In Fantasyland: How American Went Haywire, Kurt Andersen spends several paragraphs trashing me. He attacks my 1998 book, Aliens in America and then adds some red-baiting for the win. But rather than providing evidence of some kind of leftist contempt for reason, what he proves is that he either can't read or is a liar.
First: he says I was "delighted on principle" to "defend the veracity of people claiming to be not just witnesses but abductees." What I actually say is that "the advocatory conventions of the UFO discourse have expanded to defend the veracity of people claiming to be not just witnesses but abductees." The paragraph is describing the ways that UFO discourse in the 1980s differs from that in the 1960s. In the 1950s and 1960s, there were scientific and governmental investigations of UFOs that had a degree of legitimacy. For example, there was a Symposium on Unidentified Flying Objects held by the House Science and Astronautics Committee in July 1968. In 1966 Gerald Ford wrote a letter to the House Armed Services Committee criticizing the Air Force for dismissing a bunch of Michigan sitings. Likewise in the 50s and 60s, most UFO researchers wanted to keep "contactees" at arms-length. Their claims were considered too wild, beyond the pale, likely hoaxes. By the eighties, the kinds of methods and testimonies prominent in UFO research had changed. Hypnosis was used to recover memories said to be memories of abduction. Andersen either can't read for context (including an entire sentence), doesn't understand how to read a history of a changing discourse, or is deliberately taking me out of context so as to have an easy punching bag. I expect the latter (but this might be too generous -- why choose?).
Second: Andersen says I "celebrate" "every attitude and approach that appalls [sic] him." Celebrate? Aliens in America is dark, depressing, an account of the collapse of the conditions of possibility of democracy. It reads the nineties in terms of paranoia, what I will later with Zizek call the "decline of symbolic efficiency." Instead of either a postmodern embrace of a multitude of language games or a Habermasian insistence on the commensurability of languages, I accept the former as an unbearable condition that democratic theorists have failed to acknowledge. UFO belief and the UFO discourse is the example, case study, and symptom I use to make the argument. In his attack, Andersen renders as my opinion or position what is actually my description of the way UFO discourse functions. So he says I reject the presumption that there is a public anchored in reason. What I point out is that this presumption no longer holds in the US -- the fragmentation, the competing conceptions of the real, the fact that there is no set of common standards to which all agree -- is the condition we are in. My statement is descriptive, not normative. I write:
"UFO belief thus challenges the presumption that there is some 'public' that shares a notion of reality, a concept of reason, and a set of criteria by which claims to reason and rationality are judged."
In light of the Right's failure to acknowledge climate change, this passage isn't just accurate -- it's prescient.

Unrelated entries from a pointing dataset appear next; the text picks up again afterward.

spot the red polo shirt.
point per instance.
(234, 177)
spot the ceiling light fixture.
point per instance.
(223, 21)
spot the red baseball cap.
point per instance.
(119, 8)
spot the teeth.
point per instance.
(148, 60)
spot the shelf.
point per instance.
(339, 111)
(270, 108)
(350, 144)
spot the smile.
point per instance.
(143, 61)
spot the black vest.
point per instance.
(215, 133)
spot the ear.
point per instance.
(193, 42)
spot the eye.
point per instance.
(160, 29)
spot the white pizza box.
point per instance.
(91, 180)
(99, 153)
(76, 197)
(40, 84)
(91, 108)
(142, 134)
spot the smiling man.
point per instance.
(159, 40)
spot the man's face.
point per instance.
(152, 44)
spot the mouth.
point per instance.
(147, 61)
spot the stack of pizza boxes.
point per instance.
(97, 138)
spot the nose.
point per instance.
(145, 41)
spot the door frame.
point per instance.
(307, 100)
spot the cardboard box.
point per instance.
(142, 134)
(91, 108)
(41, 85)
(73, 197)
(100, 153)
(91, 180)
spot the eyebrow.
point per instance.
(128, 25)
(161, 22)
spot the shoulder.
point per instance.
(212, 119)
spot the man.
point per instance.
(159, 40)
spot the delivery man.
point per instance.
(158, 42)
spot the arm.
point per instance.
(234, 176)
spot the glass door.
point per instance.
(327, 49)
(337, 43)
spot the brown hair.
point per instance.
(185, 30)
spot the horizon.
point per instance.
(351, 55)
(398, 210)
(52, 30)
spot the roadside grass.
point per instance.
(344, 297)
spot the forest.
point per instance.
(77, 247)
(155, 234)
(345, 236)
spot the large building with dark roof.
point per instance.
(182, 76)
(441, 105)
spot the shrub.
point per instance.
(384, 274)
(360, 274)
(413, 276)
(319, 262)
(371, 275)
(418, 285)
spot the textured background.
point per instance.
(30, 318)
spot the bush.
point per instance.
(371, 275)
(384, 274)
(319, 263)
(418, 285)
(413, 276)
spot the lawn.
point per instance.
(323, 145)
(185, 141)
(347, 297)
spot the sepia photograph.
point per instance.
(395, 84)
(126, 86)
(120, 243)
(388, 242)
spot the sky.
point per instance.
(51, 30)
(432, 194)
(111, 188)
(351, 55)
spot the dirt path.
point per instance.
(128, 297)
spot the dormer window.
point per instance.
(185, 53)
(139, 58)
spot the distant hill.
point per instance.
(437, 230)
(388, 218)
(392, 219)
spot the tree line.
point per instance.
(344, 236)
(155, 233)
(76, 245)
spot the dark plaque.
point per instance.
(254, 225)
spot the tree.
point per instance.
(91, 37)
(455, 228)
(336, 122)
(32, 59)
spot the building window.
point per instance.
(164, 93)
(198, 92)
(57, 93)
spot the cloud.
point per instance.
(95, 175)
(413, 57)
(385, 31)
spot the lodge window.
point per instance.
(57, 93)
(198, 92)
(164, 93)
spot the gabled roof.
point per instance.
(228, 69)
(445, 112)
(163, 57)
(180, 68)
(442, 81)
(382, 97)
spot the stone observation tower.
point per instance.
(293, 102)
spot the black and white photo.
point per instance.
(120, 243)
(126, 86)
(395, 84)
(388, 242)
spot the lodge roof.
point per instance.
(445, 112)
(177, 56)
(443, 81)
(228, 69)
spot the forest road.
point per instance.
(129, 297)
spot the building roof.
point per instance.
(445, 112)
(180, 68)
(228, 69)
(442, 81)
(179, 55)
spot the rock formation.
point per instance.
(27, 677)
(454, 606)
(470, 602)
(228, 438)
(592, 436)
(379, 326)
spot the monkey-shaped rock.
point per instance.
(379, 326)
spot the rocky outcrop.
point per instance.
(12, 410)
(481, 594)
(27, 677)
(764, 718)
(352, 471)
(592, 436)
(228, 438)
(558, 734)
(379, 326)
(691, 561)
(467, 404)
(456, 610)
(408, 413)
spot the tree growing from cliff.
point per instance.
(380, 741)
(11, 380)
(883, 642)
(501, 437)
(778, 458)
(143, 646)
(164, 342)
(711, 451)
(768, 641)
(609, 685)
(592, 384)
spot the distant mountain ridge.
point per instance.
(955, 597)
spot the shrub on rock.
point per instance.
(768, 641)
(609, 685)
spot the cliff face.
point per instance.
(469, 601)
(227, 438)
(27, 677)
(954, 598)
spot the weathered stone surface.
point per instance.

Third: Andersen says that I claim that the norms of public reason are "oppressive and exclusionary." Again, he takes a phrase out of context. What I write is:
"Various Marxists, feminists, and multiculturalists have stressed the importance of knowledge gained at the margins; the importance of the standpoint of the oppressed as epistemologically superior falsely disembedded view from nowhere."
I link this view to the position that one can never really know the position of another person and the conclusion that this means that we cannot and should not judge what another person claims to know or experience. Then I criticize it. Andersen attributes to me a view I explicitly criticize. I point out that the problem of multiple ways of knowing is that it is depoliticizing because it is epistemologically confused: there are no common standard, no common reality. At the end of the twentieth century, we were awash in information, with no capacity to judge or assess it because there is no general reality, common reason. The political problem is then how to deal with this absence of a symbolic order.
Fourth: Andersen fails to understand any of my points regarding links, conspiracy theory, and paranoia. I argue that in a setting marked by the absence of a common sense of reason, problems are not solved by more information or knowledge. This is because there is not an underlying truth according to which information and knowledge can be assessed. Adding more and more information thus exacerbates rather than solves problems, especially political problems. In the late nineties, this problem was associated with data glut, search engine design, problems of verification. To an extent, we've let our technologies solve it for us. But it still comes up a lot in politics, often deployed by the Right to block action: we need more information because the science of climate change isn't settled. We also sometimes use it when we don't want to accept information we don't like: a second and third and fourth opinion following a bad diagnosis. At any rate, my argument in Aliens is that under the conditions of the absence of a common reason more information will never decide for us.
Fifth: Andersen ends by pointing out that I am a communist and making a gesture to Goebbels. This is the all too conventional obfuscatory move of equating communism and Nazism. It's used by those who are weak thinkers and politically suspect. Andersen is both.